Most of the examples I could contrive are in the docs - not sure if it's
linked prominently enough but did you see
http://rubymurray.rubyforge.org/files/doc/currybook_rdoc.html
?

James Edward Gray II also came up with a good example in the quiz
summary, based on his LazySpice spice (included in this release):

# Lazy Evaluation meets Currying...
class LazySpice < Curry::SpiceArg
def initialize( &promise )
super("LAZYSPICE")

@promise = promise
end

def spice_arg( args ) # called to provide the missing argument
[@promise.call]
end
end

logger = lambda do |time, message|
puts "[#{time.strftime('%I:%M:%S %p %m/%d/%y')}] #{message}"
end

log_now = logger.curry(LazySpice.new { Time.now })

log_now["First Message."] # => [12:47:53 PM 02/01/06] First Message.
sleep 3
log_now["Second Message."] # => [12:47:56 PM 02/01/06] Second Message.

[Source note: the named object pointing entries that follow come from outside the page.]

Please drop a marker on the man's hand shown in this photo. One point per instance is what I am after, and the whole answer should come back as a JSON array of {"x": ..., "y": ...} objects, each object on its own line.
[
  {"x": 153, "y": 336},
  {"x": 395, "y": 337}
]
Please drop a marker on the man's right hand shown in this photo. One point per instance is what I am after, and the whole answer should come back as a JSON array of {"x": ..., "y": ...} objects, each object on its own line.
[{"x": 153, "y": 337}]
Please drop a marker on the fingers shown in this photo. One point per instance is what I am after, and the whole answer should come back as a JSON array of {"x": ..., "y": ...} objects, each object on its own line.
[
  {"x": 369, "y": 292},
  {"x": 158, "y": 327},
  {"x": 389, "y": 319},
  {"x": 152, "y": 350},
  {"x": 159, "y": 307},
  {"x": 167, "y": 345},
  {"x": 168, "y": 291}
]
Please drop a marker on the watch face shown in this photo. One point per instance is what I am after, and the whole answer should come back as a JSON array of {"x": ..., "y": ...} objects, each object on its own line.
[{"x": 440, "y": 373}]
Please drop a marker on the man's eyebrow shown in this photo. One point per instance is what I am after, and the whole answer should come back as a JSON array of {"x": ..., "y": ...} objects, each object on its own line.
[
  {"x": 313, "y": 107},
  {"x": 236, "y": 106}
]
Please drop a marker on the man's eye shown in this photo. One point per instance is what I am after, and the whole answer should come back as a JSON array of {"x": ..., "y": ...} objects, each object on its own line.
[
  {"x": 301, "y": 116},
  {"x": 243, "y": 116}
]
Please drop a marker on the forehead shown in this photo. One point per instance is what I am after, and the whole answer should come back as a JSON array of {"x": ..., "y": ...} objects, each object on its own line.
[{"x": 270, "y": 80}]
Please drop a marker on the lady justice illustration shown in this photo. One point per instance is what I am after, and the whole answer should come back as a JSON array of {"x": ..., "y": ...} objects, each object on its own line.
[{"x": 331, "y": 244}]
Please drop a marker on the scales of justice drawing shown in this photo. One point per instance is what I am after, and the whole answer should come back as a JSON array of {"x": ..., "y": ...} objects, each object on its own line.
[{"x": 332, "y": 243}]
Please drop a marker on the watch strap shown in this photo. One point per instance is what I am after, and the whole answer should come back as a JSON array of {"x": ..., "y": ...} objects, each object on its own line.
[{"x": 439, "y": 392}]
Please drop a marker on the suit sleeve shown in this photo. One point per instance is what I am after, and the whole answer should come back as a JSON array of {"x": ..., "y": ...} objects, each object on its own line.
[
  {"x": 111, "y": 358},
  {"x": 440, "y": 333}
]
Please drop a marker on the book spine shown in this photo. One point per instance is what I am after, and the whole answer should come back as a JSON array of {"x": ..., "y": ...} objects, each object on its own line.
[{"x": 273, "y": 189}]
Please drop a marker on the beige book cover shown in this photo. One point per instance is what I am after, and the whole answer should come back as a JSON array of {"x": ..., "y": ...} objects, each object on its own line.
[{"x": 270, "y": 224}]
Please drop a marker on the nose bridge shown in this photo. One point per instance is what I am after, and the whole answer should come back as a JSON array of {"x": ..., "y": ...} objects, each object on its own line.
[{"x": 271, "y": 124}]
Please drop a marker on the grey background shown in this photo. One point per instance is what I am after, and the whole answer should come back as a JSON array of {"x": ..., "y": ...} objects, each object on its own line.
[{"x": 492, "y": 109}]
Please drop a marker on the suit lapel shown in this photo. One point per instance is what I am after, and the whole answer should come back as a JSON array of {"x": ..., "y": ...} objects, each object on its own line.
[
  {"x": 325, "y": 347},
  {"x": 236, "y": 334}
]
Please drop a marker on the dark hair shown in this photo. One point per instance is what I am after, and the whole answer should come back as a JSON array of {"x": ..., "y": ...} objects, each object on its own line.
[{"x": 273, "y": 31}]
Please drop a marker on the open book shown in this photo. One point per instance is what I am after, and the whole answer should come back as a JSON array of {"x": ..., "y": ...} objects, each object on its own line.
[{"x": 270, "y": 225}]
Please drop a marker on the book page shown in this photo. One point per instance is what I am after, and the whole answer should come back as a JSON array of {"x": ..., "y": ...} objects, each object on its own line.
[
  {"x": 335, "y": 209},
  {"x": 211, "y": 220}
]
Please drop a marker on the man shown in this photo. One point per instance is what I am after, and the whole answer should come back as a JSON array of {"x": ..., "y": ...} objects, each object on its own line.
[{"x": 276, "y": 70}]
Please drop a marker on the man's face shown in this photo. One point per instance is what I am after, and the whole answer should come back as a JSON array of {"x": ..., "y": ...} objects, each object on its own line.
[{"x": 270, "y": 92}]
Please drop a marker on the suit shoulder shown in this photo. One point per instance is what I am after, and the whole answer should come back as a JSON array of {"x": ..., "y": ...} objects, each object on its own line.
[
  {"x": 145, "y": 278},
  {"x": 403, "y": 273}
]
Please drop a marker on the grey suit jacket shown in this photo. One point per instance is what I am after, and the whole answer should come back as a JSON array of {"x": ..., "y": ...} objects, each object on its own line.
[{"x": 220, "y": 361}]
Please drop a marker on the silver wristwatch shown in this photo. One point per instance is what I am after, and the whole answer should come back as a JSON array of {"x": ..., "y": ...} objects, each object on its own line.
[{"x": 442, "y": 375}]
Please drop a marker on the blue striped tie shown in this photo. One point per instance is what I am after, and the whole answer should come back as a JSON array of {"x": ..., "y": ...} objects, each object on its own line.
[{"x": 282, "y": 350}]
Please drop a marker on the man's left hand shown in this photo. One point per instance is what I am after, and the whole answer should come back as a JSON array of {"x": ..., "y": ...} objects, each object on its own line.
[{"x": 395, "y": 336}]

Again, not something that's difficult to do by other means (default
argument values for example) but, well, there you go.
 
H

henon

Oh, I never said it was _useful_ :)
in fact it is very useful for most elegantly implementing undo/redo
commands. i was just curious about other applications.

thank's for the link to the cookbook. i did only find the link to the
perl version at first.
-- Henon
 
R

Ross Bamford

in fact it is very useful for most elegantly implementing undo/redo
commands. i was just curious about other applications.

Ahh, well, looks like I spoke too soon there.